Toronto market recovers from December sell off as TSX up on crude price gain
Canada's main stock index has fully recovered from December's deep sell off by rising on the back of further gains in oil prices. (File)
Ross Marowits, The Canadian Press
Published Thursday, February 14, 2019 1:00AM EST
Last Updated Thursday, February 14, 2019 5:51PM EST
TORONTO -- Canada's main stock index has fully recovered from December's deep sell off by rising Thursday on the back of further gains in oil prices.
However, the nearly 10 per cent rally so far in 2019 signals that investors haven't learned from the past over-exuberance, says Kash Pashootan, CEO and chief investment officer at First Avenue Investment Counsel Inc.
He said the resilience of equity markets is overpowering geopolitical and global growth slowdown concerns that were also evident in December.
"So the market has decided to again do a lot of what it has been doing the last few years, which is shrugging off uncertainties and variables that will challenge corporate earnings, global growth and equity returns," Pashootan said in an interview.

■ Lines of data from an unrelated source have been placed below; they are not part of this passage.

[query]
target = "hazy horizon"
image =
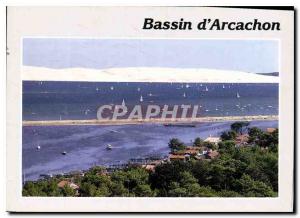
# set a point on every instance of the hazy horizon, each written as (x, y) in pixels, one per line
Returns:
(255, 56)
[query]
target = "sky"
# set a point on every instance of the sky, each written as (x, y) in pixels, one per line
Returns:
(256, 56)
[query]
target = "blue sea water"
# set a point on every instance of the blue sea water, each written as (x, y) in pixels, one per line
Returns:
(80, 100)
(86, 145)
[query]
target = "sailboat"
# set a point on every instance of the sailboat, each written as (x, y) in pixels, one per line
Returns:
(108, 147)
(123, 103)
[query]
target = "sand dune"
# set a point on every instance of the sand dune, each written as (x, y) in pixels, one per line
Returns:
(145, 74)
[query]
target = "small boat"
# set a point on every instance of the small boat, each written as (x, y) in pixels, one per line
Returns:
(179, 125)
(113, 131)
(108, 147)
(123, 103)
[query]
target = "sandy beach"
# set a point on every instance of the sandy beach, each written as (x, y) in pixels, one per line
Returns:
(142, 121)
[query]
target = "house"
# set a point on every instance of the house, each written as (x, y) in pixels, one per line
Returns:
(149, 167)
(270, 130)
(191, 152)
(212, 154)
(192, 148)
(72, 185)
(214, 140)
(174, 157)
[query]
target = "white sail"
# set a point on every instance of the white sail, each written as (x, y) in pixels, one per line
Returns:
(123, 103)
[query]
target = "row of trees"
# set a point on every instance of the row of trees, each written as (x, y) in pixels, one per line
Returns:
(238, 172)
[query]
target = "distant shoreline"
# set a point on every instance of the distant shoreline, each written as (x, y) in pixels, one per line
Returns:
(144, 121)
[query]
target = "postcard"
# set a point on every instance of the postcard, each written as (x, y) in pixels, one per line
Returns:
(150, 109)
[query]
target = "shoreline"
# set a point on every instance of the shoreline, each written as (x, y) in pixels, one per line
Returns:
(144, 121)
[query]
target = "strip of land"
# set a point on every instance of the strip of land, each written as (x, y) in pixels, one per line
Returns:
(144, 121)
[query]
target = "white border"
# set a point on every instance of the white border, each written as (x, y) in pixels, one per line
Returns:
(158, 204)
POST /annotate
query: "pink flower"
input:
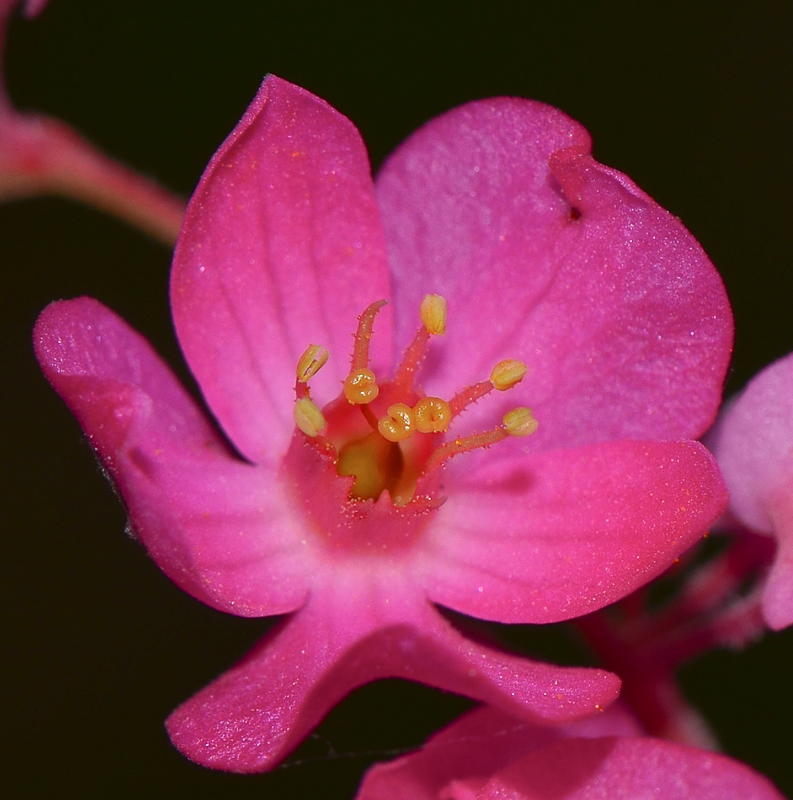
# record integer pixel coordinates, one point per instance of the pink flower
(543, 255)
(42, 155)
(753, 442)
(487, 755)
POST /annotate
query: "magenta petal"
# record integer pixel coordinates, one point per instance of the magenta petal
(627, 769)
(282, 246)
(474, 747)
(215, 525)
(753, 443)
(253, 715)
(547, 256)
(559, 534)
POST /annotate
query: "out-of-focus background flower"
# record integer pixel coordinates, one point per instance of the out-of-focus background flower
(692, 100)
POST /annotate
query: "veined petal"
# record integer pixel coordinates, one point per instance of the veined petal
(559, 534)
(545, 255)
(476, 746)
(253, 715)
(282, 247)
(215, 525)
(626, 769)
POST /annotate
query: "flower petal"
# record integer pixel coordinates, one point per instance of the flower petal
(253, 715)
(548, 256)
(474, 747)
(753, 443)
(214, 524)
(559, 534)
(282, 246)
(627, 769)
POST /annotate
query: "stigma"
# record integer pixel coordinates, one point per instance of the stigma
(386, 434)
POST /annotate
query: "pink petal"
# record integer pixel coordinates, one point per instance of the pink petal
(253, 715)
(216, 526)
(622, 319)
(627, 769)
(281, 247)
(778, 590)
(753, 443)
(560, 534)
(474, 747)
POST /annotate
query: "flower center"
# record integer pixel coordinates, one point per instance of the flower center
(387, 435)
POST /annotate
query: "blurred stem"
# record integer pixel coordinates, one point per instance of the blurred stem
(40, 155)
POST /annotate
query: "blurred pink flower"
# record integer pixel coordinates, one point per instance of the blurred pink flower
(488, 755)
(753, 443)
(543, 254)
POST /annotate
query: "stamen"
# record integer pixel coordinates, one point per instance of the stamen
(398, 424)
(433, 322)
(433, 415)
(517, 422)
(360, 355)
(507, 374)
(308, 417)
(433, 314)
(503, 376)
(360, 386)
(520, 422)
(311, 362)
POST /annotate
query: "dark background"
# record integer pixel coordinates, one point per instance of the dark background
(692, 100)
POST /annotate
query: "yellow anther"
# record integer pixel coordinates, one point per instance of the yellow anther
(433, 314)
(308, 417)
(520, 422)
(311, 362)
(507, 374)
(360, 387)
(433, 415)
(398, 424)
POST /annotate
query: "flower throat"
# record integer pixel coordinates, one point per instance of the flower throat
(387, 435)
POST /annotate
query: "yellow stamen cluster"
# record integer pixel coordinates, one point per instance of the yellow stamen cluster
(360, 387)
(433, 314)
(430, 415)
(520, 422)
(398, 424)
(311, 362)
(433, 415)
(507, 374)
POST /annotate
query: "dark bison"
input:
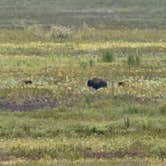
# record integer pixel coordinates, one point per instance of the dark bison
(96, 83)
(26, 82)
(121, 83)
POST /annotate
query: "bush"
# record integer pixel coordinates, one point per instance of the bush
(108, 57)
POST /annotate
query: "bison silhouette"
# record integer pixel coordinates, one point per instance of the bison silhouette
(97, 83)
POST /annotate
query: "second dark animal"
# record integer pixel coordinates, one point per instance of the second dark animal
(96, 83)
(26, 82)
(121, 83)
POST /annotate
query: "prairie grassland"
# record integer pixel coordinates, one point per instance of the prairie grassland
(58, 120)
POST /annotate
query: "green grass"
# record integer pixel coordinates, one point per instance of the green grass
(107, 13)
(117, 125)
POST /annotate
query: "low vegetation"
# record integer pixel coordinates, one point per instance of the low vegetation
(58, 117)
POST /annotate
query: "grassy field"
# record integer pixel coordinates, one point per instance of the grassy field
(60, 45)
(58, 120)
(97, 13)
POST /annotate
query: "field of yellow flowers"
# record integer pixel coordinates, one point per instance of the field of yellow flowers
(58, 120)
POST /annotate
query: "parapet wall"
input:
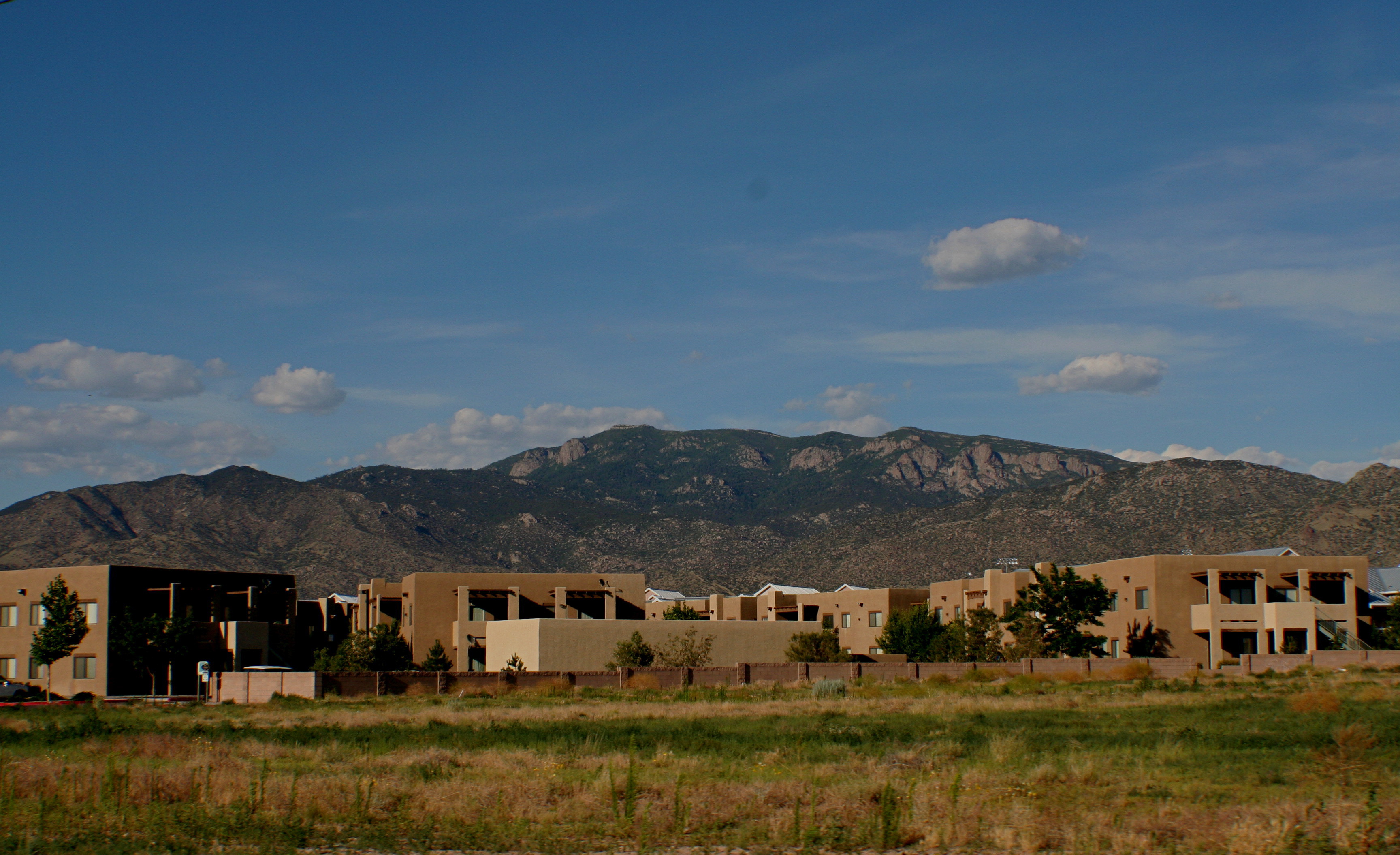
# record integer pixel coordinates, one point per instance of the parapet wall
(255, 688)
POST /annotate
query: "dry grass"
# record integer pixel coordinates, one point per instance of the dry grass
(1014, 766)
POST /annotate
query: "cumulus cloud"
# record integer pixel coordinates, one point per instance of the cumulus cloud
(104, 442)
(68, 366)
(1000, 251)
(474, 438)
(300, 391)
(854, 410)
(1118, 373)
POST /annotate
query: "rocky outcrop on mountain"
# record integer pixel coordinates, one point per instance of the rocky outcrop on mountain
(1363, 519)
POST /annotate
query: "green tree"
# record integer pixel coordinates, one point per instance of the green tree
(983, 636)
(380, 648)
(632, 652)
(438, 658)
(1028, 639)
(817, 647)
(64, 630)
(1056, 605)
(681, 612)
(1148, 641)
(685, 650)
(911, 632)
(951, 644)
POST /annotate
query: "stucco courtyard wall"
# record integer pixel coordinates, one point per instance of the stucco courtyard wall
(546, 644)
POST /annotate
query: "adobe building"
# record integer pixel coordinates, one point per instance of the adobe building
(591, 644)
(1223, 607)
(458, 608)
(240, 619)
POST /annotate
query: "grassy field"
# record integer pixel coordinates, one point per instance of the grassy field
(1298, 763)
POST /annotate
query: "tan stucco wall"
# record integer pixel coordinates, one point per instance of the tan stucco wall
(433, 598)
(589, 644)
(90, 584)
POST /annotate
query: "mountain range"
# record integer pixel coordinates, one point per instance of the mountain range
(719, 510)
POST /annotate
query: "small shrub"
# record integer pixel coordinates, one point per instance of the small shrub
(983, 675)
(1315, 701)
(1132, 671)
(643, 682)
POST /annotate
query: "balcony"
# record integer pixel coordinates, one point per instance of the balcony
(1207, 616)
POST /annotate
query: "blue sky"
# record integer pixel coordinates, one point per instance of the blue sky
(468, 230)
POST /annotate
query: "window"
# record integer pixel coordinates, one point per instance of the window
(1240, 594)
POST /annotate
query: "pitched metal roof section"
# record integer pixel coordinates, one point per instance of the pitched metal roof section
(659, 595)
(1274, 552)
(783, 590)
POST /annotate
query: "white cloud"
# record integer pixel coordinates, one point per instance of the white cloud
(300, 391)
(100, 440)
(68, 366)
(995, 346)
(1118, 373)
(1000, 251)
(474, 438)
(854, 409)
(1251, 454)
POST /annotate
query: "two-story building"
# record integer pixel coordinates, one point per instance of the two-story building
(240, 619)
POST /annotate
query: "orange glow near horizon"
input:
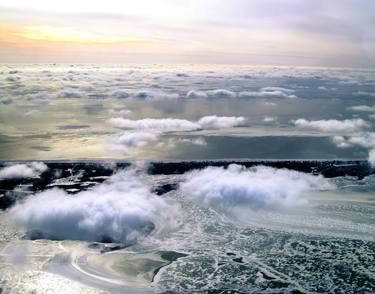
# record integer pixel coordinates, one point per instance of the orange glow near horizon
(55, 34)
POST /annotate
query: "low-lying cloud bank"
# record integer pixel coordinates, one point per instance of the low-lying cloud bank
(145, 131)
(258, 187)
(20, 171)
(267, 92)
(120, 210)
(174, 124)
(332, 125)
(129, 140)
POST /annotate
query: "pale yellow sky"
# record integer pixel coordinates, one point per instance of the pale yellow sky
(282, 32)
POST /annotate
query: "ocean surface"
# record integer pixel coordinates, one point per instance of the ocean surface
(186, 179)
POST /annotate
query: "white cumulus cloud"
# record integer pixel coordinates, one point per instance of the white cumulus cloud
(258, 187)
(121, 209)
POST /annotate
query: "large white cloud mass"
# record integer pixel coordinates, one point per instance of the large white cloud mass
(121, 209)
(19, 171)
(258, 187)
(163, 124)
(332, 125)
(174, 124)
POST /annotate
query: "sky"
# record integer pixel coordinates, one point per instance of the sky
(338, 33)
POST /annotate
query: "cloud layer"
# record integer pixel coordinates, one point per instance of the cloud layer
(19, 171)
(259, 187)
(174, 124)
(332, 125)
(121, 209)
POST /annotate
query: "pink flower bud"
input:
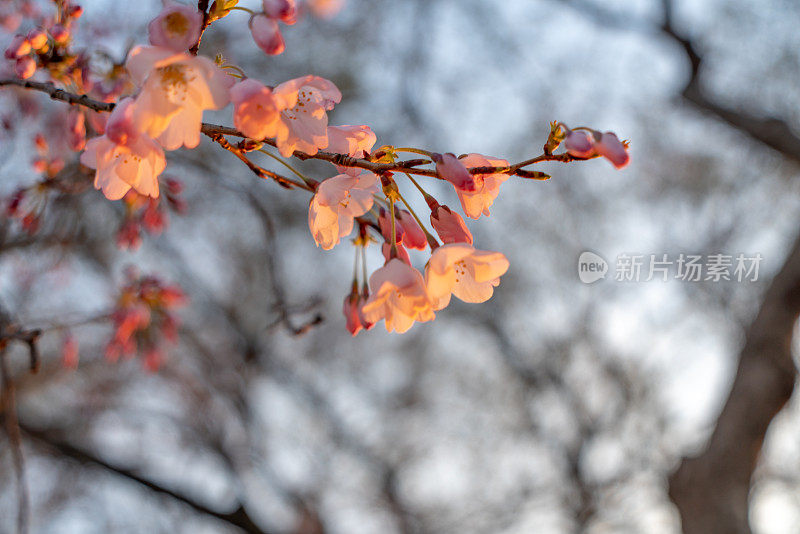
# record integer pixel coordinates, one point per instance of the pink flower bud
(611, 148)
(579, 144)
(267, 35)
(59, 33)
(69, 351)
(20, 46)
(451, 169)
(177, 27)
(413, 236)
(283, 10)
(76, 125)
(450, 226)
(75, 11)
(402, 253)
(120, 127)
(354, 318)
(37, 38)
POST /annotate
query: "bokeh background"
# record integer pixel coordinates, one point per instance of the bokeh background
(555, 407)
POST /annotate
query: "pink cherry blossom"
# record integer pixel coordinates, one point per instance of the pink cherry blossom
(336, 203)
(579, 144)
(25, 67)
(304, 116)
(176, 88)
(487, 186)
(397, 295)
(37, 38)
(255, 111)
(325, 8)
(401, 252)
(283, 10)
(461, 270)
(19, 46)
(450, 226)
(353, 304)
(177, 27)
(611, 148)
(124, 158)
(354, 141)
(450, 168)
(267, 34)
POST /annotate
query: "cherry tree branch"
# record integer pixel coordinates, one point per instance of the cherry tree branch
(216, 132)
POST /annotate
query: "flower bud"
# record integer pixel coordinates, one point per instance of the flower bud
(450, 226)
(267, 35)
(20, 46)
(579, 144)
(611, 148)
(37, 38)
(451, 169)
(59, 33)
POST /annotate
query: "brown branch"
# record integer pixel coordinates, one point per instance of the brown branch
(238, 518)
(8, 408)
(216, 132)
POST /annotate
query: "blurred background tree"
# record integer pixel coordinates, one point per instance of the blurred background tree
(555, 407)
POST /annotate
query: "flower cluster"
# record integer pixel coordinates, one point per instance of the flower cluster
(143, 318)
(159, 98)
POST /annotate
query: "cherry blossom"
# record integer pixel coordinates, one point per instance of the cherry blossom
(255, 109)
(304, 117)
(611, 148)
(450, 226)
(177, 27)
(336, 203)
(462, 270)
(397, 295)
(352, 310)
(450, 168)
(123, 157)
(487, 186)
(176, 88)
(579, 144)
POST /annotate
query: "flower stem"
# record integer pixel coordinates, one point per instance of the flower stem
(307, 180)
(414, 151)
(428, 235)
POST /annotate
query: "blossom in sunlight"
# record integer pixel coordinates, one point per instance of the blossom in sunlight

"We feel that the rally that we've seen in equity markets is not justified...We did expect to bounce back but we feel that the market has bounced back too much and pricing in too much optimism in the short-term."
The S&P/TSX composite index closed up 69.25 points to 15,695.98, after hitting an intraday peak of 15,733.13.
Despite the increases, the market is still about five per cent below last year's high of 16,567.42 set in July.
The TSX rallied as the key energy sector rose 0.7 per cent after crude oil prices hit an eight-day high.
The March crude contract was up 51 cents at US$54.41 per barrel and the March natural gas contract was down 0.2 of a cent at US$2.57 per mmBTU.
Technology led the Toronto market, gaining more than four per cent on stock performances by Tucows Inc. and Shopify Inc.
Industrials rose as Bombardier Inc. shares surged 23 per cent after the plane and train maker said it turned a profit in 2018 for the first time in five years.
The loser on the day was the consumer discretionary sector fell as Canada Goose Holdings Inc. and Canadian Tire Corp. were down.
The Canadian dollar traded at an average of 75.20 cents US compared with an average of 75.53 cents US on Wednesday.
The April gold contract was down US$1.20 at US$1,313.90 an ounce and the March copper contract was up 0.1 of a cent at US$2.77 a pound.
In New York, markets were subdued after U.S. retail sales in December posted the largest drop since September 2009.
The Dow Jones industrial average was down 103.88 points at 25,439.39. The S&P 500 index was down 7.30 points at 2,745.73, while the Nasdaq composite was up 6.58 points at 7,426.95.
The 1.2 per cent decrease in retail sales from November is clear evidence that a global growth slowdown is taking place, said Pashootan.
"It speaks to how consumer spending is anaemic...You don't need to hire a private investigator to put those pieces together and conclude that the global growth slowdown theme continues to be prevalent."